Let $(M,g)$ be a non-compact Riemannian manifold of finite volume and dimension $d$, i.e. $\mathrm{vol}_{g}(M)<\infty$. Is it always possible to find a conformal transformation $g\mapsto \widetilde{g}:=\Omega^{2}g$ for some $\Omega\in C^{\infty}(M)$ such that $\mathrm{vol}_{\widetilde{g}}(M)=\infty$?
Since $\mathrm{det}(\widetilde{g})=\Omega^{2d}\mathrm{det}(g)$, the volume of $M$ with respect to $\widetilde{g}$ is given by $$\mathrm{vol}_{\widetilde{g}}(M)=\int_{M}\vert\Omega\vert^{d}\,\mathrm{vol}_{g},$$
so the question is probably equivalent to ask whether there exist non-trivial functions $\Omega\in C^{\infty}(M)$ such that $\Omega\notin L^{d}(M,g)$.

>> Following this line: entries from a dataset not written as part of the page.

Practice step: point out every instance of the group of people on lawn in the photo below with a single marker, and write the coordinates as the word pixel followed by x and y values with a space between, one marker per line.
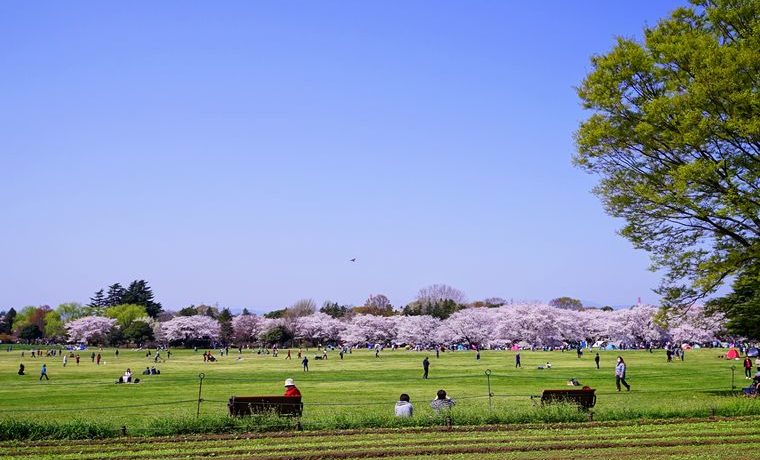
pixel 404 407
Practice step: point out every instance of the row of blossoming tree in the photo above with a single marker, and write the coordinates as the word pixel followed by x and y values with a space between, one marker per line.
pixel 526 325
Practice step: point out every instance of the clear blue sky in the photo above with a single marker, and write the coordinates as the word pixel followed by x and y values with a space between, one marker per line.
pixel 242 152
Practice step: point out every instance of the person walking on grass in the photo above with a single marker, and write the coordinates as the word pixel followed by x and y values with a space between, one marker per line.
pixel 747 368
pixel 620 374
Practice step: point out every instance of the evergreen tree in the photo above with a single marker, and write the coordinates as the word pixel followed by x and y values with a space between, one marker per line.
pixel 98 301
pixel 225 325
pixel 6 321
pixel 115 295
pixel 139 293
pixel 188 311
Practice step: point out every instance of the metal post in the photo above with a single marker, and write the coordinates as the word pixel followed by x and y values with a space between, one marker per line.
pixel 490 394
pixel 201 376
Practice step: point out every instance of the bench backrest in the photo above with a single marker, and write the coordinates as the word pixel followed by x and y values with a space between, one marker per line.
pixel 280 405
pixel 584 398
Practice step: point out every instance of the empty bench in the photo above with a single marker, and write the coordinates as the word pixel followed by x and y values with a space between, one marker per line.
pixel 258 405
pixel 584 398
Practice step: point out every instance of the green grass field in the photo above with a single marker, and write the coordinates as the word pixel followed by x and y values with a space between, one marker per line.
pixel 360 391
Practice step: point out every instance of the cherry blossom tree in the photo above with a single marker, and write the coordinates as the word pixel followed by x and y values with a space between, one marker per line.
pixel 246 328
pixel 637 325
pixel 90 329
pixel 414 330
pixel 472 325
pixel 196 327
pixel 363 329
pixel 319 327
pixel 695 326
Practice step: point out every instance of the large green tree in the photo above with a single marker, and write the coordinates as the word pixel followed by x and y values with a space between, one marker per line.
pixel 675 139
pixel 139 293
pixel 742 306
pixel 125 314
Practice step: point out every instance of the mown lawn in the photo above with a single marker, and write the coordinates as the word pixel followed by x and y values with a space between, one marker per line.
pixel 361 390
pixel 688 439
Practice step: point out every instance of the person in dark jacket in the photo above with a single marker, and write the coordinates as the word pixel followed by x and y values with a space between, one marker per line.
pixel 747 368
pixel 620 374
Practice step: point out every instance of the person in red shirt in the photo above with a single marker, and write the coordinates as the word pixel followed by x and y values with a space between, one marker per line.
pixel 290 389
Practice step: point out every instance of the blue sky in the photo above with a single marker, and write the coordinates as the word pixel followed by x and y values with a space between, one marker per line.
pixel 240 153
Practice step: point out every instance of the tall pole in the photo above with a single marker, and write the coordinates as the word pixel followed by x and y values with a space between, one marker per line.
pixel 490 394
pixel 201 376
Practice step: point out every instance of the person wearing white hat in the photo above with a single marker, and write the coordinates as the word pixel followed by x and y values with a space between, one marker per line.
pixel 290 389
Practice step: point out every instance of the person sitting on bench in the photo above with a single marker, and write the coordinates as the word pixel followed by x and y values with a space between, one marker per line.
pixel 442 401
pixel 290 389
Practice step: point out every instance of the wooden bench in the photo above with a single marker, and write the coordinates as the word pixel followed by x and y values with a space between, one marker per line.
pixel 584 398
pixel 257 405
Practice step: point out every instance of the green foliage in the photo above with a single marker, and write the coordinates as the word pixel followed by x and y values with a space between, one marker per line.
pixel 441 309
pixel 334 310
pixel 139 293
pixel 277 335
pixel 31 316
pixel 115 295
pixel 675 138
pixel 6 321
pixel 53 325
pixel 125 314
pixel 71 311
pixel 138 332
pixel 742 307
pixel 225 325
pixel 188 311
pixel 275 314
pixel 97 303
pixel 30 332
pixel 568 303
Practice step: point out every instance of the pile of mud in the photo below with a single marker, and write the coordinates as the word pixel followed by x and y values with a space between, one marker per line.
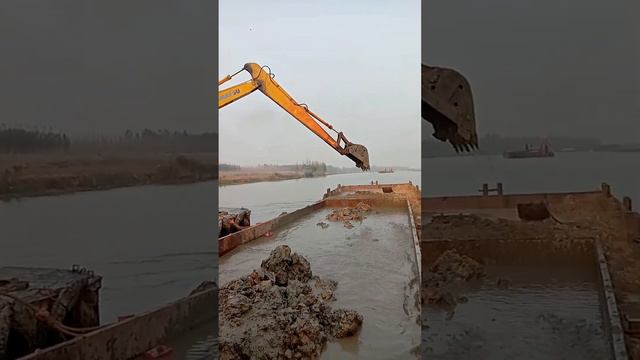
pixel 471 227
pixel 346 215
pixel 281 311
pixel 442 280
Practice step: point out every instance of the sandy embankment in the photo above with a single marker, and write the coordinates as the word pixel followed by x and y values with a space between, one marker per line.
pixel 50 174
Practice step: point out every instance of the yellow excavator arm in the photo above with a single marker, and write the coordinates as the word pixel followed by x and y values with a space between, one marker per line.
pixel 447 103
pixel 262 79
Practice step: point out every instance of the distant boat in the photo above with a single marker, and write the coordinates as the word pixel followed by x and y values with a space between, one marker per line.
pixel 529 152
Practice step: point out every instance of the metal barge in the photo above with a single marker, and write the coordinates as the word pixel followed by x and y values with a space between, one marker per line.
pixel 569 297
pixel 375 262
pixel 53 314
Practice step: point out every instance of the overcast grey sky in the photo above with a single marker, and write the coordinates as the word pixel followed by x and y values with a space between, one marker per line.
pixel 95 66
pixel 355 63
pixel 543 67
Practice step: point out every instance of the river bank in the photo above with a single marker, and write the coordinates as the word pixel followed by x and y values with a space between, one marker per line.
pixel 236 177
pixel 54 174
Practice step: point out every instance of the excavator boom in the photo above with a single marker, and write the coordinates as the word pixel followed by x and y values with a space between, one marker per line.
pixel 262 79
pixel 447 103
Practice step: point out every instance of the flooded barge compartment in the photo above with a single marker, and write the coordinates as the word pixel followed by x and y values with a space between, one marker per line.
pixel 53 314
pixel 375 263
pixel 565 287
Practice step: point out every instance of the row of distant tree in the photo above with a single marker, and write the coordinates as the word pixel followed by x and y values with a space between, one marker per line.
pixel 16 141
pixel 31 141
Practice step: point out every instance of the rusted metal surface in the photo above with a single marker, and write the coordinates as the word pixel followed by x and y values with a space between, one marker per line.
pixel 533 211
pixel 132 337
pixel 447 103
pixel 233 220
pixel 342 196
pixel 613 327
pixel 69 297
pixel 601 204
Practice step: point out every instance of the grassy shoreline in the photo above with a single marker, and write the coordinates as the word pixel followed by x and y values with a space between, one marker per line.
pixel 57 174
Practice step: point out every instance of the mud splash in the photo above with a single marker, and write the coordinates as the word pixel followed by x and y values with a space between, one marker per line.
pixel 281 311
pixel 347 215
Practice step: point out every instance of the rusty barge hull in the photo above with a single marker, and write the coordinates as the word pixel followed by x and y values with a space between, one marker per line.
pixel 613 255
pixel 399 196
pixel 355 255
pixel 130 338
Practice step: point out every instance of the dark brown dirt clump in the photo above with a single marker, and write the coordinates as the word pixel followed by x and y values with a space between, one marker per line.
pixel 442 280
pixel 281 311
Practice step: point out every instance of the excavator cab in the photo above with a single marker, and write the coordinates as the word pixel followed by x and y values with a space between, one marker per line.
pixel 447 103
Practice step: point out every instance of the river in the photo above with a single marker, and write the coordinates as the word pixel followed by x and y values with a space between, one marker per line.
pixel 267 200
pixel 578 171
pixel 151 244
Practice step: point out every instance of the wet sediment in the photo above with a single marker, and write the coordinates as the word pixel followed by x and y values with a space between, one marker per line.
pixel 281 311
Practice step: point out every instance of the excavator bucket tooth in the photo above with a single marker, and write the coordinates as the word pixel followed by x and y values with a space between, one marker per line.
pixel 359 154
pixel 447 103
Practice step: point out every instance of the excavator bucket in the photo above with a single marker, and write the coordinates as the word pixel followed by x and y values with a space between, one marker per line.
pixel 359 154
pixel 447 103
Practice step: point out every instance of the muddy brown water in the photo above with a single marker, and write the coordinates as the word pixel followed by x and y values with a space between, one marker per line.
pixel 373 265
pixel 548 311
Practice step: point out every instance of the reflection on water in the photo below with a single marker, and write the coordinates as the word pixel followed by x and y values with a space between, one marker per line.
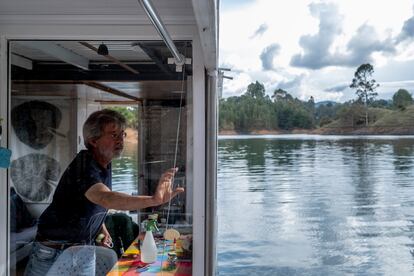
pixel 125 170
pixel 316 205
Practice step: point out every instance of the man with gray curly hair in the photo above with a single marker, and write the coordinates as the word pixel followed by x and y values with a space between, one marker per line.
pixel 83 195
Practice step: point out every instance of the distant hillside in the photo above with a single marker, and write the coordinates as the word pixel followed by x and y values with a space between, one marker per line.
pixel 393 122
pixel 318 104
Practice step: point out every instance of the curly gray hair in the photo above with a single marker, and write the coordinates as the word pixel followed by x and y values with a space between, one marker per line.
pixel 96 122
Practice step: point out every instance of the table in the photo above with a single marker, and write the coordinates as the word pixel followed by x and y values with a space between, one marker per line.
pixel 130 262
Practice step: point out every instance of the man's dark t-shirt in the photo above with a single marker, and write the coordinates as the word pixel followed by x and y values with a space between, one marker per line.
pixel 71 217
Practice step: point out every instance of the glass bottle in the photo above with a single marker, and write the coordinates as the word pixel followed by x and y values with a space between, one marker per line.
pixel 148 247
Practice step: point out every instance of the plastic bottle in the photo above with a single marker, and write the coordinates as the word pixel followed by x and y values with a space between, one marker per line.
pixel 121 247
pixel 148 247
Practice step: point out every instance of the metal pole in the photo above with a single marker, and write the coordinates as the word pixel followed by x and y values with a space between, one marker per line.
pixel 156 21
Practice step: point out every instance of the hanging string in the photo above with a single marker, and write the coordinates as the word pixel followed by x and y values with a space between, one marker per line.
pixel 175 156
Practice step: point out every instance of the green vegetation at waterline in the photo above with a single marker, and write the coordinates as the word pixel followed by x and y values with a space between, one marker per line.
pixel 256 112
pixel 130 113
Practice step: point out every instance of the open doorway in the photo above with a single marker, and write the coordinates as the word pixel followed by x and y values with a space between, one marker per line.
pixel 56 85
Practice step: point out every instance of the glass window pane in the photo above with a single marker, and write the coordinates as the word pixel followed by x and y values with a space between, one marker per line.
pixel 50 102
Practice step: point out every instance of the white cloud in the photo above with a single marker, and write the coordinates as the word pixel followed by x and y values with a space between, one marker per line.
pixel 268 55
pixel 336 33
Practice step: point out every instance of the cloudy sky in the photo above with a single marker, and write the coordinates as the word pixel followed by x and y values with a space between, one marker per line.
pixel 312 48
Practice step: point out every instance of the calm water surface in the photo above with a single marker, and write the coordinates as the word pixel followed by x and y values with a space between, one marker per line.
pixel 315 205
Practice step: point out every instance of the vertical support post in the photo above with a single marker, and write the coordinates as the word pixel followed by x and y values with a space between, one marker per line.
pixel 199 161
pixel 4 191
pixel 211 171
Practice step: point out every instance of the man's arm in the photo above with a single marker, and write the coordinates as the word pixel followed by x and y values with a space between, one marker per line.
pixel 101 195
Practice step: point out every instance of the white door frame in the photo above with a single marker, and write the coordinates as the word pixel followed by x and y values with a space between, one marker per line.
pixel 49 31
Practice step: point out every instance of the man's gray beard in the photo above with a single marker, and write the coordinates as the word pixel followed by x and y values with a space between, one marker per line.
pixel 118 154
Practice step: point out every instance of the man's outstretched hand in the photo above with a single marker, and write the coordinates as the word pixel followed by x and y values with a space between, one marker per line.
pixel 164 191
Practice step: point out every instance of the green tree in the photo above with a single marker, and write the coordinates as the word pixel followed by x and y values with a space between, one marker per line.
pixel 402 98
pixel 281 95
pixel 365 86
pixel 256 90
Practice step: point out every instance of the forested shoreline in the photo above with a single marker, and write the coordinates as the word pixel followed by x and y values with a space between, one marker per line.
pixel 254 112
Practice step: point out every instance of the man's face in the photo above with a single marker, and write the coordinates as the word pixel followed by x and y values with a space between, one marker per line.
pixel 111 143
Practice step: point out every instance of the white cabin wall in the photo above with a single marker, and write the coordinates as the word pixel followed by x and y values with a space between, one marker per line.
pixel 52 27
pixel 4 192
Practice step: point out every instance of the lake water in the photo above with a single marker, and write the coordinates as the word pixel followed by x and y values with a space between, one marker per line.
pixel 315 205
pixel 309 205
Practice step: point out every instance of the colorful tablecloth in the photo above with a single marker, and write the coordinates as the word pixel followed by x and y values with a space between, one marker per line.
pixel 130 262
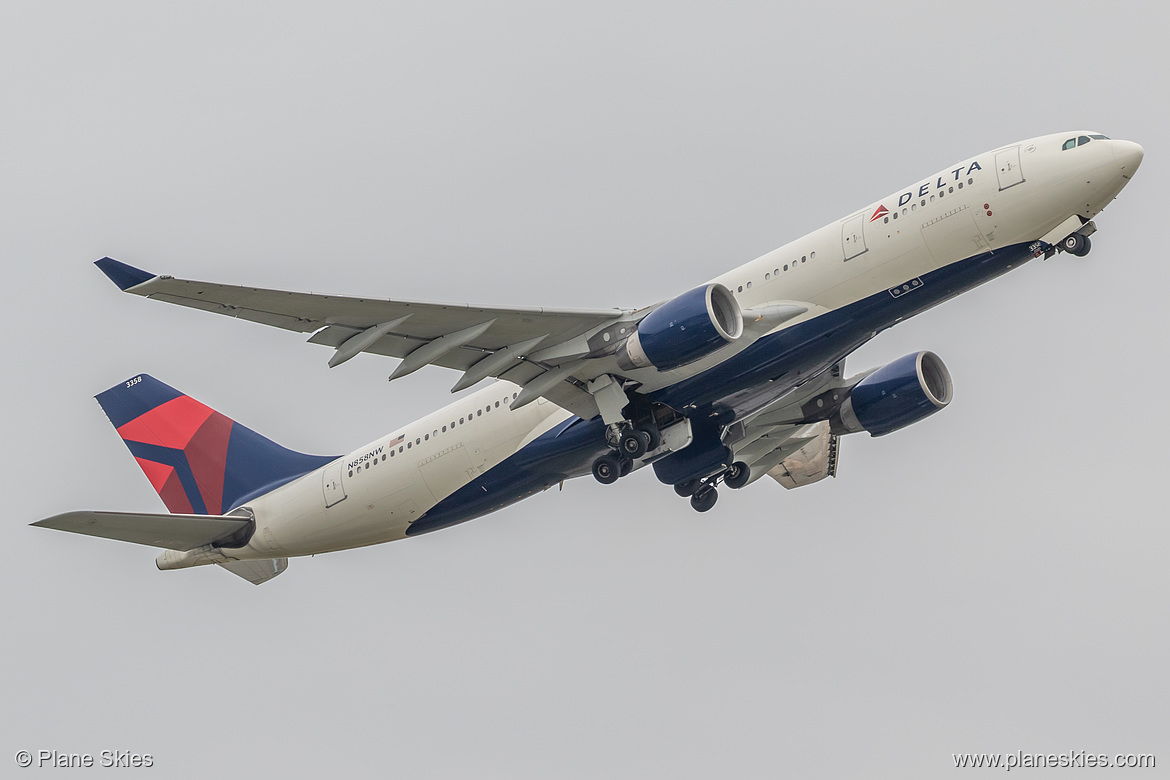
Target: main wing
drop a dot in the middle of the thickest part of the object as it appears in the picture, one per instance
(514, 344)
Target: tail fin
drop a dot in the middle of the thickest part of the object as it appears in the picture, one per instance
(199, 461)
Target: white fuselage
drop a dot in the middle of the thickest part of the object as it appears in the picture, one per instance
(1017, 194)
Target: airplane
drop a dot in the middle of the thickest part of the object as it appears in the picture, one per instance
(728, 382)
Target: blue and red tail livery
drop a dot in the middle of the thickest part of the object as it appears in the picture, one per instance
(199, 461)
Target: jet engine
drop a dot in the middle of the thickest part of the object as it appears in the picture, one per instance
(683, 330)
(895, 395)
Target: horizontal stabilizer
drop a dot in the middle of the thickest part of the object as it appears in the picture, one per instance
(256, 572)
(169, 531)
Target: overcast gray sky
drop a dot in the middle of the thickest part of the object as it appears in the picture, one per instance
(990, 580)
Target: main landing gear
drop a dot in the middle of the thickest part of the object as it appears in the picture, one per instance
(628, 443)
(1076, 244)
(703, 492)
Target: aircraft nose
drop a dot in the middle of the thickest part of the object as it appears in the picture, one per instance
(1128, 156)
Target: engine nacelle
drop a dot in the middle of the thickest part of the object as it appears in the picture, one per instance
(897, 394)
(683, 330)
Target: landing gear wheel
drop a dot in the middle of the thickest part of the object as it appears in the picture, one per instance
(1076, 244)
(654, 437)
(704, 499)
(606, 469)
(627, 466)
(737, 475)
(634, 443)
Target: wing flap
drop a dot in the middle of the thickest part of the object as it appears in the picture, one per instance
(332, 319)
(257, 572)
(167, 531)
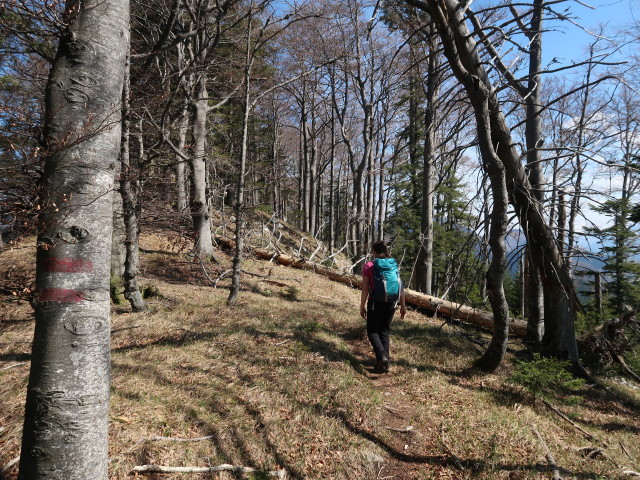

Yes, this is definitely possible. The idea is just to make a bunch of super tall spikes. Perhaps there are cleaner ways of “implementing” such spikes, but here’s one way.
Since $M$ is non-compact, there is an open cover $\{U_{\alpha}\}_{\alpha\in A}$ with no finite subcover. Let $\{\phi_{\alpha}\}_{\alpha\in A}$ be a smooth partition of unity subordinate to this open cover. Let $\{c_{\alpha}\}_{\alpha\in A}$ be a collection of positive numbers, to be decided soon. Now, consider the function \begin{align} f&:=1+\sum_{\alpha\in A}c_{\alpha}\phi_{\alpha}. \end{align} One of the properties of a partition of unity is that the supports $\{\text{supp}(\phi_{\alpha})\}_{\alpha\in A}$ are locally finite. This implies that the sum converges and the result is a smooth function which is strictly positive (since I added the $+1$).
Let $\mu$ be any positive measure on $M$ which assigns positive mass to non-empty open sets (for example the Riemannian volume measure). Then, by a simple monotonicity argument, \begin{align} \int_Mf\,d\mu&\geq \sum_{\alpha\in A}c_{\alpha}\int_M\phi_{\alpha}\,d\mu.\tag{$*$} \end{align} Now I claim that there are infinitely many $\phi_{\alpha}$’s which are not identically zero. To see this, suppose for contradiction only finitely many of them are not identically zero, say $\phi_{\alpha_1},\dots,\phi_{\alpha_k}$. Then, the corresponding open sets $U_{\alpha_1},\dots, U_{\alpha_k}$ must cover $M$ because for each $x\in M$, we have \begin{align} 1=\sum_{\alpha}\phi_{\alpha}(x)=\sum_{i=1}^k\phi_{\alpha_i}(x), \end{align} so by non-negativity of the $\phi$’s atleast one of the terms on the right is positive, which implies that $x\in\text{supp}(\phi_{\alpha_i})\subset U_{\alpha_i}$ for some $i$, i.e we have shown that $M$ is covered by $U_{\alpha_1},\dots, U_{\alpha_k}$. Hence, we’ve arrived at the desired contradiction.
Now, discard those indices in $A$ for which the $\phi_{\alpha}$ vanishes identically (the function $f$ is clearly unchanged by this notational abuse). Hence, we may now assume that we have an infinite index set $A$ and that for each $\alpha\in A$, the function $\phi_{\alpha}$ is not identically zero. By continuity, there is thus a non-empty open set on which $\phi_{\alpha}$ is positive, i.e there is a set of positive $\mu$-measure on which $\phi_{\alpha}$ is positive, so $\int_M\phi_{\alpha}\,d\mu>0$. So, in $(*)$ we have infinitely many positive terms, so by taking $c_{\alpha}$ to be large enough (actually $c_{\alpha}=\frac{1}{\int_M\phi_{\alpha}\,d\mu}$ works) we can ensure that the RHS of $(*)$ diverges, and hence $\int_Mf\,d\mu=\infty$. Therefore, $f\notin L^1(\mu)$. Finally, by taking $\Omega=f^{1/p}$ (where $1\leq p<\infty$) we have that $\Omega$ is a smooth positive function on $M$ such that $\Omega\notin L^p(\mu)$.